Paris, Babylone moderneVoltaire, Candide 1759

Candide malade à Paris

Ne faut-il pas, une fois encore, laisser le dernier mot à Voltaire ? A travers tant de sottises et de crimes qui jalonnent l'histoire des peuples, l'auteur de l'Essai sur les mœurs a cru déceler un certain progrès historique. Le travail des Lumières naissantes aurait-il significativement tiré l'histoire humaine du côté de la raison et de la justice ? Or, voilà qu'en ce milieu du siècle Paris est devenue la « Babylone moderne ». Loin d'y trouver le lieu d'une réflexion sereine sur le meilleur gouvernement, Candide et Martin, au retour d'Eldorado, n'y rencontrent que laideur, escroquerie, mesquinerie, fade galanterie, mondanité creuse et superficielle.
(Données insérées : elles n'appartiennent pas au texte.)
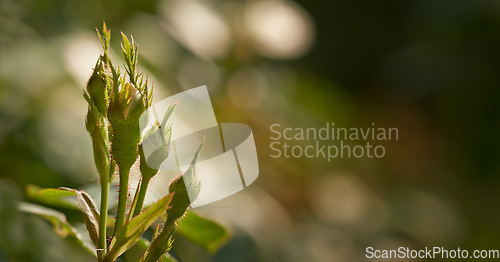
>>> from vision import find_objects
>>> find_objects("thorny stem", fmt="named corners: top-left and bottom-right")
top-left (98, 168), bottom-right (111, 261)
top-left (115, 169), bottom-right (130, 233)
top-left (130, 177), bottom-right (151, 217)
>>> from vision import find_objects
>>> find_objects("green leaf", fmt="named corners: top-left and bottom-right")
top-left (106, 191), bottom-right (173, 261)
top-left (176, 211), bottom-right (231, 253)
top-left (141, 138), bottom-right (205, 262)
top-left (26, 185), bottom-right (79, 210)
top-left (60, 187), bottom-right (100, 247)
top-left (124, 237), bottom-right (178, 262)
top-left (140, 224), bottom-right (174, 262)
top-left (166, 138), bottom-right (205, 225)
top-left (19, 202), bottom-right (96, 255)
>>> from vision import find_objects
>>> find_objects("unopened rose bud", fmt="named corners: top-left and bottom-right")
top-left (87, 58), bottom-right (108, 115)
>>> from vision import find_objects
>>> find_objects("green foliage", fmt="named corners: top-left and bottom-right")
top-left (19, 203), bottom-right (95, 255)
top-left (21, 24), bottom-right (229, 262)
top-left (106, 193), bottom-right (173, 261)
top-left (26, 185), bottom-right (79, 210)
top-left (177, 211), bottom-right (231, 253)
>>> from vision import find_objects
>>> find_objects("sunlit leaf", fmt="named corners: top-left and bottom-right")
top-left (60, 188), bottom-right (100, 247)
top-left (176, 211), bottom-right (231, 253)
top-left (26, 185), bottom-right (79, 210)
top-left (19, 202), bottom-right (96, 255)
top-left (124, 237), bottom-right (178, 262)
top-left (106, 191), bottom-right (173, 261)
top-left (141, 139), bottom-right (205, 262)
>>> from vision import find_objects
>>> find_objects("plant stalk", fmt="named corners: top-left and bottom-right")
top-left (131, 177), bottom-right (151, 217)
top-left (115, 169), bottom-right (130, 234)
top-left (97, 174), bottom-right (109, 261)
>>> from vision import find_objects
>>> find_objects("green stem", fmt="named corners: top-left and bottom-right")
top-left (132, 177), bottom-right (151, 217)
top-left (98, 176), bottom-right (109, 260)
top-left (115, 169), bottom-right (130, 231)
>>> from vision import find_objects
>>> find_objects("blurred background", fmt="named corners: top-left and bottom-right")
top-left (0, 0), bottom-right (500, 262)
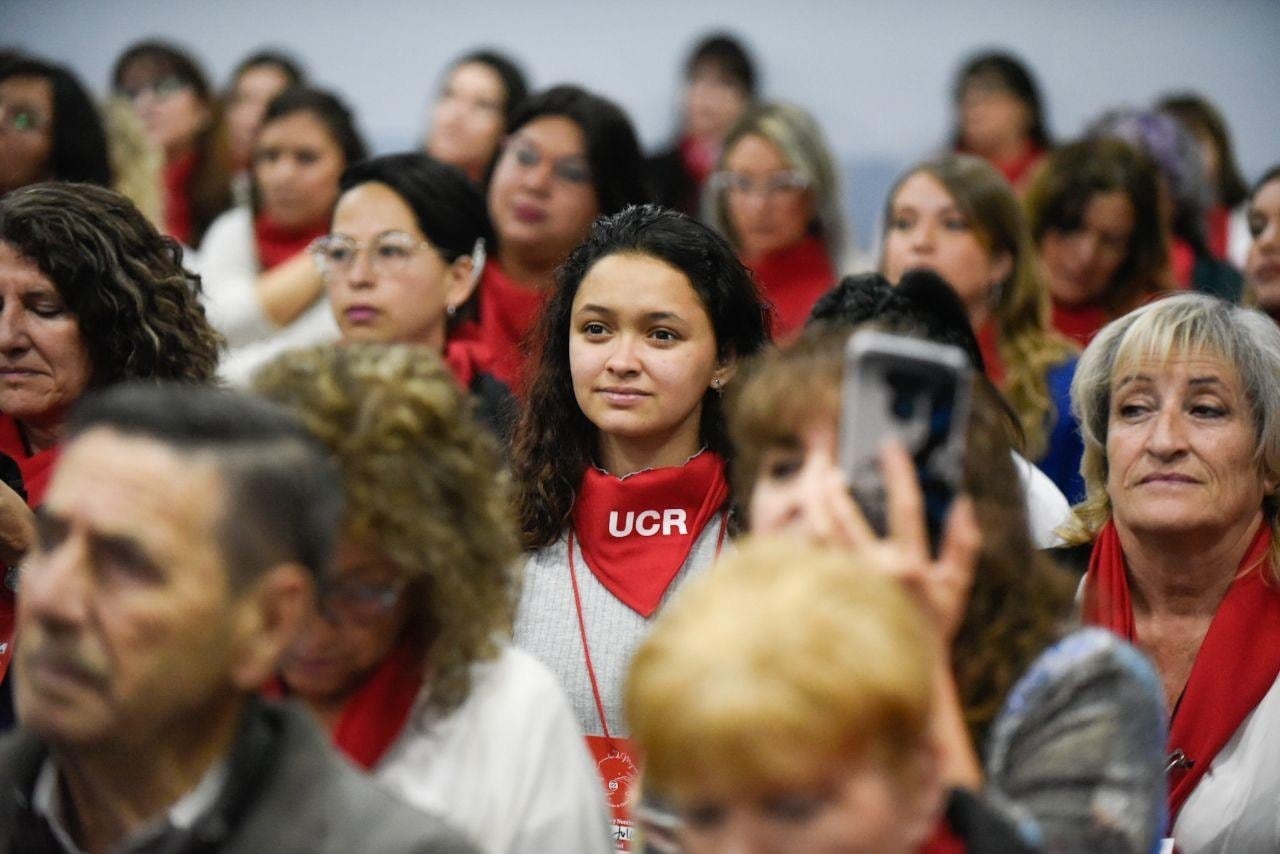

Et la bonne humeur ne rachète pas cette méchanceté des Parisiens, elle l'ag­grave :

Est-ce qu'on rit toujours à Paris ? dit Candide. - Oui, dit l'abbé, mais c'est en enrageant : car on s'y plaint de tout avec de grands éclats de rire ; même on y fait en riant les actions les plus détestables. […] Le souper fut comme la plupart des soupers de Paris, d’abord du silence, ensuite un bruit de paroles qu’on ne distingue point, puis des plaisanteries dont la plupart sont insipides, de fausses nouvelles, de mauvais raisonnements, un peu de politique, et beaucoup de médisance : on parla même de livres nouveaux.
(Candide, chap. XXII.)

Tout est en place pour que Jean-Jacques Rousseau vienne jeter, comme des pavés dans la mare, deux de ses principaux paradoxes, complémentaires : c'est la civilisation qui est intrinsèquement perverse et qui pervertit tout ; le peuple est la couche de la société où se sont le moins délitées les valeurs de l'humanité. On voit que La Bruyère est vraiment très loin ! Encore que Les Caractères ne soient pas sans porter, en creux, la menace d'une telle lecture : la littérature, ou l'art de remplir les creux.